Эти славные собачки

Мы были готовы на все ради достижения своей цели.

Каждый сам убьет тех из своих собак, на которых пал выбор.

Руал Амундсен «Южный полюс»

Они начинали промысел из самой дальней от дома избушки. Избушка была срублена в Хребте — далеко от речки. Там реже всего встречались следы лосей, и это обстоятельство пособляло: когда лайки уходят по следам и пляшут перед зверем, забрать их нет возможности, пока не обессилят, а бить сохатых нельзя — возиться некогда, надо добывать соболей.

Каждый день Григорий находил один свежий след соболя, небольшой глубины снег держался месяц, собаки почти всегда успевали догнать зверька до темноты.

Сначала Григорий ходил со всеми лайками, но когда шерсть на запястьях лап начала слезать, стал брать только одну, другую закрывал в избушке и она сутки отдыхала под нарами вместе с собакой Мирона.

У Григория были две старые лайки: Лобан и Вьюжка, бывалые, и одна молодая, первоосенка. Она погибла, когда снег только-только начал покрывать мхи: лайки нашли берлогу, зверь не выходил, молодая лезла в чело — медведь утащил ее лапой. Это была горестная неудача.

Повалили снега. Напарники стали на камусные лыжи и перешли на реку Долимчес, в ближнюю к поселку избушку. Теперь они ходили настораживать капканы и кулемки[1]. Собаки лежали привязанные в пихтовых шалашах, зализывали на ногах раны.

Еще через месяц Григорий и Мирон сложили пушнину на нарту, по очереди уминая снег лыжами, потащились домой. Снег был метровой глубины, а в редколесье и того больше. Собаки ползли по несмерзшейся лыжне. Одна Вьюжка, меньшая из собак Григория, успевала за нартой; намного отстав от Вьюжки, останавливаясь передохнуть, плыли оба остроухих пса Мирона; Лобан был самый тяжелый и полз за всеми далеко сзади.

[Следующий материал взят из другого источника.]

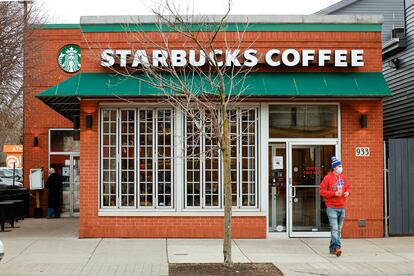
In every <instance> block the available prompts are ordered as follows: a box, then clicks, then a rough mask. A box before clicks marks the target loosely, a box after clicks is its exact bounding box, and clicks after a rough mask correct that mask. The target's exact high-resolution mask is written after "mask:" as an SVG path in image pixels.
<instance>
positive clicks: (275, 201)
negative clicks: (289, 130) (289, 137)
mask: <svg viewBox="0 0 414 276" xmlns="http://www.w3.org/2000/svg"><path fill="white" fill-rule="evenodd" d="M286 164H287V162H286V143H271V144H269V182H268V183H269V215H268V216H269V225H268V226H269V232H286V229H287V223H286V221H287V219H286V218H287V217H286V171H287V167H286Z"/></svg>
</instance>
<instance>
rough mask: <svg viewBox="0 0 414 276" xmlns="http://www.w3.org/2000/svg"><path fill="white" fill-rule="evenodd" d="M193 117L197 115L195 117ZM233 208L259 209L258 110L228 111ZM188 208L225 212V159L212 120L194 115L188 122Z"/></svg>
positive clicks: (186, 150)
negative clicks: (228, 112) (216, 135)
mask: <svg viewBox="0 0 414 276" xmlns="http://www.w3.org/2000/svg"><path fill="white" fill-rule="evenodd" d="M194 114H196V115H195V116H194ZM229 118H230V139H231V143H230V145H231V185H232V202H233V206H234V207H239V208H242V207H256V206H257V170H256V162H257V152H256V139H257V110H256V109H255V108H253V109H248V108H245V109H244V108H239V109H232V110H230V111H229ZM185 129H186V134H185V137H186V139H185V140H186V145H185V147H186V153H187V156H186V180H185V187H186V189H185V191H186V194H185V198H186V207H187V208H195V207H197V208H223V206H224V203H223V200H224V199H223V179H222V163H221V162H222V159H221V156H220V151H219V148H218V147H217V144H218V143H217V141H215V140H214V139H215V138H214V135H213V133H212V131H213V128H212V126H211V122H210V120H209V116H208V115H205V114H204V113H203V111H199V112H196V111H194V112H191V116H190V115H188V116H187V118H186V122H185Z"/></svg>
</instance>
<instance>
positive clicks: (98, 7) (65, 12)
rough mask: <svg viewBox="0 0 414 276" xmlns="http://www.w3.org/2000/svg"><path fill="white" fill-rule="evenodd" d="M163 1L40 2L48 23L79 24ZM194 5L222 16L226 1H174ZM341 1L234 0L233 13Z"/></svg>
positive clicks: (293, 7)
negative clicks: (91, 17)
mask: <svg viewBox="0 0 414 276" xmlns="http://www.w3.org/2000/svg"><path fill="white" fill-rule="evenodd" d="M158 1H159V0H155V1H154V0H115V1H113V0H108V1H106V0H105V1H104V0H69V1H63V0H62V1H61V0H59V1H58V0H37V2H38V3H37V5H39V6H40V8H41V9H42V10H44V12H46V15H47V23H79V17H80V16H82V15H141V14H151V12H150V10H151V8H153V7H155V6H156V5H157V3H158ZM174 2H176V3H185V4H182V5H187V4H186V3H189V4H190V5H192V3H194V14H222V13H224V11H225V6H226V5H225V3H226V1H225V0H174ZM337 2H339V0H233V6H232V10H231V13H232V14H312V13H314V12H316V11H319V10H321V9H323V8H326V7H328V6H330V5H332V4H334V3H337Z"/></svg>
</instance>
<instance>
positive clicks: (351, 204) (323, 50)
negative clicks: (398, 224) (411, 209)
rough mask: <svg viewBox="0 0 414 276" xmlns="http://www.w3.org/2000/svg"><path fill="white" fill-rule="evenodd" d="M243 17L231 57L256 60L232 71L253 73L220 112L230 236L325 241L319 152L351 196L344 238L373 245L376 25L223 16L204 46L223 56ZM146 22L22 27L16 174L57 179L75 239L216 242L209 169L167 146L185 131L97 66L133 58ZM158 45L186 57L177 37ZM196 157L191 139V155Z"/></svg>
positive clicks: (192, 128)
mask: <svg viewBox="0 0 414 276" xmlns="http://www.w3.org/2000/svg"><path fill="white" fill-rule="evenodd" d="M247 20H248V21H249V25H247V27H246V28H247V29H246V33H245V34H244V42H247V43H245V44H244V45H249V46H248V47H247V46H246V47H245V48H243V47H242V48H241V49H240V50H241V53H243V52H244V53H246V51H247V50H249V49H254V50H256V52H255V53H256V55H255V56H256V57H257V60H256V59H255V58H254V57H251V56H248V57H246V55H245V56H244V59H243V57H242V58H241V60H243V61H245V60H247V59H248V58H250V61H252V62H253V61H255V60H256V61H257V62H256V64H254V65H253V66H255V69H254V70H252V72H250V75H249V77H248V78H247V79H246V82H247V85H248V87H249V90H248V93H249V94H248V97H246V99H245V100H244V101H243V103H242V104H241V105H238V106H235V107H234V114H235V125H236V129H237V133H239V135H240V137H241V138H240V139H237V140H236V142H235V146H236V147H237V149H238V150H237V151H236V152H237V153H236V155H235V156H234V163H232V171H234V176H235V177H234V179H233V193H234V196H233V205H234V207H233V216H234V218H233V235H234V237H238V238H266V237H271V236H277V235H283V236H288V237H309V236H311V237H324V236H329V232H328V231H329V224H328V220H327V217H326V214H325V208H326V207H325V205H324V202H323V200H322V199H321V198H320V196H319V189H318V187H319V183H320V181H321V180H322V178H323V176H324V175H325V174H326V173H327V172H328V170H329V169H330V160H331V156H333V155H336V156H338V157H340V158H341V159H342V160H343V163H344V172H345V174H346V175H347V177H348V179H349V180H350V182H351V185H352V191H351V196H350V198H349V199H348V202H347V206H348V207H347V215H346V222H345V226H344V236H346V237H382V236H383V234H384V233H383V232H384V231H383V229H384V228H383V206H384V205H383V127H382V121H383V120H382V118H383V115H382V98H383V97H385V96H388V95H389V90H388V88H387V86H386V84H385V81H384V78H383V75H382V59H381V54H382V45H381V24H382V18H381V17H376V16H367V17H364V16H289V17H284V16H250V17H241V16H234V17H232V16H230V17H229V20H228V22H227V25H226V26H227V28H226V33H220V34H219V37H218V41H217V45H215V47H216V48H217V49H221V50H222V51H224V50H225V49H226V48H225V39H227V42H229V41H230V42H232V39H233V40H235V38H236V34H237V32H236V30H237V29H238V28H239V27H240V26H241V25H243V23H245V22H246V21H247ZM137 22H139V26H138V27H134V28H132V29H131V28H130V27H131V26H137V25H134V24H136V23H137ZM155 22H156V20H155V18H153V17H141V18H135V17H82V18H81V24H79V25H45V26H43V27H42V28H39V29H38V30H36V34H37V35H38V37H39V38H41V40H42V41H43V43H42V46H41V47H40V49H39V51H38V53H37V54H39V55H41V56H42V60H41V61H40V64H39V66H36V67H37V68H38V70H39V72H40V74H34V73H31V72H27V74H26V76H27V78H26V86H25V88H26V90H25V91H26V93H25V118H24V123H25V129H24V148H25V153H24V172H25V176H28V173H29V170H30V168H38V167H42V168H44V172H45V177H47V175H46V171H47V170H46V168H48V167H54V168H55V169H57V170H58V172H59V174H61V175H62V177H63V178H64V180H65V185H64V186H65V187H64V191H63V206H62V209H63V211H64V212H65V213H66V214H67V215H79V216H80V226H79V236H80V237H189V238H190V237H206V238H214V237H221V236H222V235H223V196H222V194H223V193H222V186H221V182H222V181H221V178H220V176H221V173H220V171H221V166H220V161H219V159H220V158H219V157H207V156H204V157H200V158H194V157H187V158H182V157H180V154H179V153H180V152H181V151H182V150H184V149H185V148H186V146H187V145H186V144H185V143H187V142H182V140H180V139H179V137H187V136H189V135H190V134H191V129H194V128H191V126H192V125H193V124H195V123H196V122H194V121H192V120H191V119H190V118H186V116H184V115H183V114H182V113H180V112H179V109H178V108H177V107H172V106H169V105H166V104H165V102H163V101H162V95H163V94H162V93H160V92H158V91H157V90H156V89H155V88H154V87H150V86H148V85H146V84H145V83H144V82H142V81H139V80H137V79H131V78H124V77H120V76H119V75H115V74H114V73H113V71H111V70H110V69H109V68H108V67H107V66H108V63H111V60H112V58H114V57H116V58H114V59H113V61H114V62H115V60H118V59H119V64H118V63H116V62H115V64H110V65H111V66H118V67H121V66H122V54H121V52H122V50H125V51H124V53H128V55H130V56H131V57H133V56H134V53H135V54H136V52H135V51H136V50H137V49H142V48H143V44H142V43H141V42H140V41H137V40H134V34H135V33H140V32H141V33H142V32H144V33H145V35H146V37H149V38H151V39H154V40H156V39H157V38H159V33H157V30H158V27H159V26H156V24H155ZM126 24H129V25H126ZM210 24H214V21H213V22H210ZM125 26H129V28H128V29H127V28H126V27H125ZM243 26H245V25H243ZM165 32H168V29H166V31H165ZM169 35H171V37H173V36H174V35H175V34H174V33H173V32H171V33H170V34H169ZM230 44H231V43H230ZM170 47H171V48H172V49H181V50H184V51H185V52H186V53H187V54H188V53H189V52H190V51H192V50H193V49H195V46H194V45H191V43H188V42H186V41H183V40H175V41H172V42H171V44H170ZM247 48H248V49H247ZM146 51H147V53H148V56H150V55H151V54H150V53H152V55H155V54H154V53H155V52H156V51H157V49H148V48H146ZM170 54H171V53H170ZM196 55H197V54H196ZM241 55H242V54H241ZM217 57H218V58H219V59H220V58H222V57H223V55H217ZM79 60H80V64H81V69H80V70H79V67H80V65H78V64H77V61H79ZM125 62H129V60H128V59H126V60H125ZM189 62H190V61H189ZM253 63H254V62H253ZM244 124H248V125H249V128H248V129H247V130H246V129H244V130H243V131H242V128H243V127H242V126H243V125H244ZM34 141H36V142H34ZM186 141H187V140H186ZM209 146H211V141H209V140H208V138H207V137H201V140H200V142H199V144H197V145H196V146H195V147H199V149H200V151H202V150H206V149H207V148H208V147H209ZM161 148H162V149H163V150H164V154H163V155H159V151H160V149H161ZM25 179H28V177H25ZM25 185H26V186H28V185H29V183H28V182H26V183H25ZM41 198H42V208H46V207H47V206H46V204H47V194H46V193H45V192H43V193H42V195H41Z"/></svg>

Напарники жили на левом берегу Енисея в поселке из нескольких домов. Поселок назывался Ферма. Там была песцовая ферма. Жена Григория Марфа и жена Мирона работали звероводами и Мирон работал звероводом, но он уходил в тайгу на промысел — ненадолго. Он не бывал на промысле больше двух месяцев: от рождения остался хромой и скоро утомлялся, особенно на лыжах. Григорий же — был промысловик неутомимый и дюжий.

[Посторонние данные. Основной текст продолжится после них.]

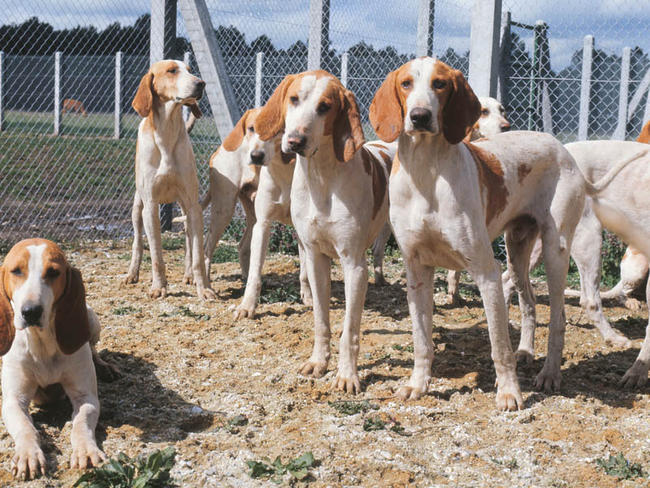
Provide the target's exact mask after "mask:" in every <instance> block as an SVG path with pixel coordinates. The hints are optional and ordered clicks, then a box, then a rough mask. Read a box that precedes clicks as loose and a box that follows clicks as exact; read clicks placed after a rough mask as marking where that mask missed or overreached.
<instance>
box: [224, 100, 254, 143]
mask: <svg viewBox="0 0 650 488" xmlns="http://www.w3.org/2000/svg"><path fill="white" fill-rule="evenodd" d="M250 113H251V109H248V110H246V112H244V115H242V117H241V119H239V121H238V122H237V124H236V125H235V128H234V129H233V130H231V131H230V134H228V137H226V138H225V139H224V140H223V143H222V144H221V147H223V148H224V149H225V150H226V151H230V152H232V151H236V150H237V148H238V147H239V146H241V141H243V140H244V136H245V135H246V119H247V118H248V116H249V115H250Z"/></svg>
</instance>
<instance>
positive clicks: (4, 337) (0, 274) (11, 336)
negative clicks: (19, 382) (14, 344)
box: [0, 267, 16, 356]
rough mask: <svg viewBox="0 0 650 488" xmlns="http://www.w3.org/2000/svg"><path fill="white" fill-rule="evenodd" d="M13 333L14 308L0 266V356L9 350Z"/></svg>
mask: <svg viewBox="0 0 650 488" xmlns="http://www.w3.org/2000/svg"><path fill="white" fill-rule="evenodd" d="M15 335H16V329H15V328H14V310H13V308H12V307H11V302H10V301H9V297H8V296H7V292H6V291H5V269H4V267H0V356H4V355H5V354H7V352H9V349H11V344H12V343H13V342H14V336H15Z"/></svg>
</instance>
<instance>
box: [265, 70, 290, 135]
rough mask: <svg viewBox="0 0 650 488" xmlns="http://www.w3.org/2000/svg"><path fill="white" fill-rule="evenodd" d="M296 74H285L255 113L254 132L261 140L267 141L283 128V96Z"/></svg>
mask: <svg viewBox="0 0 650 488" xmlns="http://www.w3.org/2000/svg"><path fill="white" fill-rule="evenodd" d="M296 76H297V75H287V76H285V77H284V80H282V82H281V83H280V84H279V85H278V86H277V87H276V88H275V91H274V92H273V95H271V98H269V99H268V101H267V102H266V105H264V107H262V110H261V111H260V113H259V114H257V118H256V119H255V132H257V134H258V135H259V136H260V139H262V140H263V141H268V140H269V139H271V138H272V137H273V136H275V135H277V134H279V133H280V132H282V131H283V130H284V107H283V105H284V98H285V96H286V94H287V90H288V89H289V85H291V83H292V82H293V80H295V79H296Z"/></svg>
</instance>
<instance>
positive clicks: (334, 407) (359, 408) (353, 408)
mask: <svg viewBox="0 0 650 488" xmlns="http://www.w3.org/2000/svg"><path fill="white" fill-rule="evenodd" d="M327 404H328V405H329V406H330V407H332V408H333V409H334V410H336V411H337V412H338V413H340V414H342V415H356V414H358V413H361V412H367V411H369V410H377V409H378V408H379V407H378V406H377V405H375V404H373V403H370V402H369V401H368V400H363V401H361V402H352V401H335V402H327Z"/></svg>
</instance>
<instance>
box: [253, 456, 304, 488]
mask: <svg viewBox="0 0 650 488" xmlns="http://www.w3.org/2000/svg"><path fill="white" fill-rule="evenodd" d="M246 464H247V465H248V467H249V468H250V469H251V471H250V473H249V476H250V477H251V478H268V477H271V481H273V482H274V483H280V482H281V481H282V476H284V475H285V474H287V473H289V474H290V475H291V478H293V479H296V480H298V481H301V480H305V478H307V476H309V469H310V468H313V467H315V466H316V465H317V461H316V460H315V459H314V455H313V454H312V453H311V452H306V453H305V454H303V455H302V456H300V457H297V458H295V459H292V460H291V461H289V462H288V463H287V464H284V463H283V462H282V459H281V458H280V456H278V457H276V458H275V460H274V461H273V462H271V460H270V459H269V458H264V459H263V460H262V461H253V460H251V461H247V462H246Z"/></svg>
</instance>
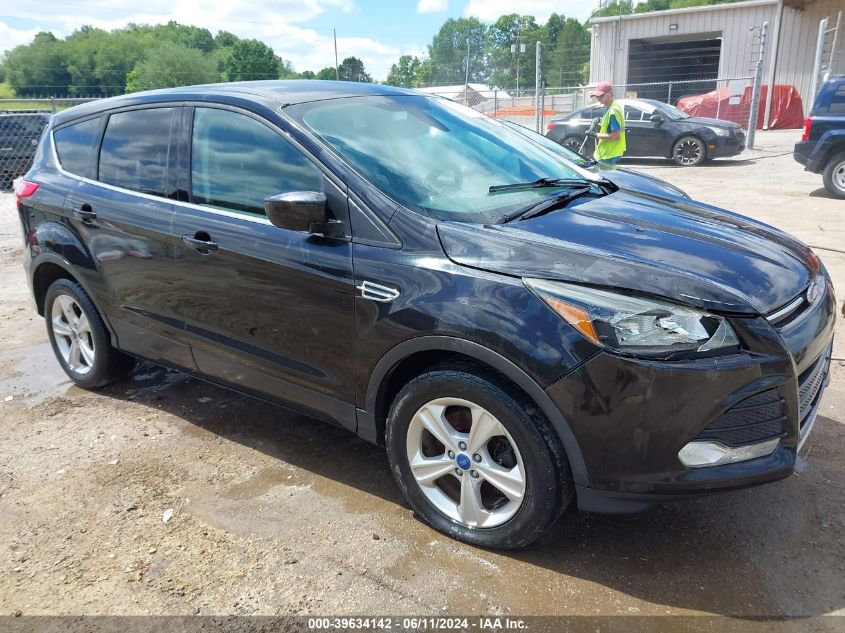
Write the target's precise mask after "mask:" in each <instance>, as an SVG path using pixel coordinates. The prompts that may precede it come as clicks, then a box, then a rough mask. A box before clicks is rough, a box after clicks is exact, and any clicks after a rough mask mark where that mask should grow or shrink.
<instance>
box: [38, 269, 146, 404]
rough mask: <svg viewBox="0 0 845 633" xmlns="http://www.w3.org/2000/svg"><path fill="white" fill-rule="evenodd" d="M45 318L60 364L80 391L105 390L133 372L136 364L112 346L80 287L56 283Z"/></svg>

Он жил дома неделю: парился в бане, колол дрова, ездил в деревню сдавать пушнину, потом собрался назад в тайгу — осматривать капканы. Он уходил один, и, чтобы в избушке не было скучно, надумал взять с собой Вьюжку.

— Погляди-ко, Гриша, лапы до локтей сбиты, — сказала Марфа. — Маленько сейчас гноиться стали, ныне отходила свое. Будет с нее — снег кровавить?

Григорий согласился. Утром, когда вышел с мешком и малопулькой, снял с крыши лыжи, удалось привязать только Лобана. Вьюжка к рукам не шла. Марфа вынесла миску с молоком, но лайка увидела миску — и отбежала подальше, села на дороге рыжим комом; навострив уши. внимательно следила за ними. Григорий махнул рукой:

— Загодя ымать нужно. За лыжами идти — погода теплая, там подлечится. В зимовье запирать буду.

Он, прощаясь, подал жене руку. До проруби, где кончилась накатанная дорога, Григория провожал самый малый из сыновей; когда отец нагнулся одеть крепления на бродни, маленький человек уже бежал во всю прыть назад, на угор.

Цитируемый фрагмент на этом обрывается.